Kontrowersyjny polityk związany z KO usłyszał diagnozę. Ma raka jelita grubego

Diagnoza i plan leczenia
„Nic mnie nie bolało, ale postanowiłem zbadać się just in case” – napisał Migalski w mediach społecznościowych. Wpis towarzyszy zdjęciu z szpitala, a w jego treści ujawnił, że za dwa dni czeka go operacja polegająca na usunięciu dużej części esicy – fragmentu jelita grubego. Diagnoza to nowotwór złośliwy, ale o niskiej emisyjności, co daje nadzieję na skuteczne leczenie.
Mimo diagnozy Migalski zachowuje optymizm: zapowiada, że po operacji, chemioterapii i rehabilitacji jest realna szansa, by wrócić do dawnego stylu życia. Zaznacza, że chce być później regularnie monitorowany, by wykrywać ewentualne ogniska tej choroby.

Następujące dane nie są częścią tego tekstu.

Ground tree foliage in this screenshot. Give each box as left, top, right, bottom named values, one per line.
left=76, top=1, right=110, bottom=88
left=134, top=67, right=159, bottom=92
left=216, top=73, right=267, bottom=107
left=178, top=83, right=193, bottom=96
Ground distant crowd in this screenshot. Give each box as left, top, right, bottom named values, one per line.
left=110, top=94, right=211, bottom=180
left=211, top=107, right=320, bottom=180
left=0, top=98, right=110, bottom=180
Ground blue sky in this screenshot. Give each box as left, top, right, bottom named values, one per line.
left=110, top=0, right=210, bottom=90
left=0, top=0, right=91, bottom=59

Apel o profilaktykę i badania
W swoim wpisie Migalski wystosował apel do wszystkich:
„Zapieprzajcie na badania! Wy i wasi bliscy. Zróbcie kolonoskopię, gastroskopię, markery, TK. Walczcie o siebie, póki nie jest za późno. … Życie jest tego warte.” - napisał.
Politolog podkreśla, że jego sytuacja powinna być ostrzeżeniem – nawet osoby prowadzące zdrowy tryb życia, aktywne i dbające o dietę, mogą mieć zmiany nowotworowe. Wykrycie choroby we wczesnym stadium daje znacznie większe szanse na wyleczenie.

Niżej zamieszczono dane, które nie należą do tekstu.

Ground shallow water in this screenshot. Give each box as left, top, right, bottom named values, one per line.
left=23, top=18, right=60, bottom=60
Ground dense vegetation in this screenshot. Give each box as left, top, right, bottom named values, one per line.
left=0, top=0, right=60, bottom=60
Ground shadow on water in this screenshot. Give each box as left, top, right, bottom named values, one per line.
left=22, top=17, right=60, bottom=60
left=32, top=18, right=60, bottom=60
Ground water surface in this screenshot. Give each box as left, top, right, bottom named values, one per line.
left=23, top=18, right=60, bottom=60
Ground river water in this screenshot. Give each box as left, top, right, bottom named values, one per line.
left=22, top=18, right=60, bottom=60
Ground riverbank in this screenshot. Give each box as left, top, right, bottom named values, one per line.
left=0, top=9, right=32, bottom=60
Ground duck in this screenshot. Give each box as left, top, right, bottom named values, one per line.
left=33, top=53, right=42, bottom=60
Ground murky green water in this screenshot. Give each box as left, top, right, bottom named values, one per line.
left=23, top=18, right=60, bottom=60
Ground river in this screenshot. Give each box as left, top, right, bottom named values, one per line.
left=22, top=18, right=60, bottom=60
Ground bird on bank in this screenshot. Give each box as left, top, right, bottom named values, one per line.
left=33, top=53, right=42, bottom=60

Zapomniał tylko dodać, że niestety nie każdego stać na prywatne badania, lekarze pierwszego kontaktu nie zawsze chcą wystawiać skierowania na te finansowane z NFZ, a jeżeli już uda się skierowanie uzyskać, to czas oczekiwania na badania jets dośc długi.
Co dalej?
Migalski podkreśla, że decyzja o kolonoskopii zapadła bezobjawowo, a sam zabieg „na wszelki wypadek” okazał się kluczowy. Jego przykład pokazuje, jak ważna jest profilaktyka raka jelita grubego – choroby, która w Polsce i na świecie dotyka coraz więcej osób.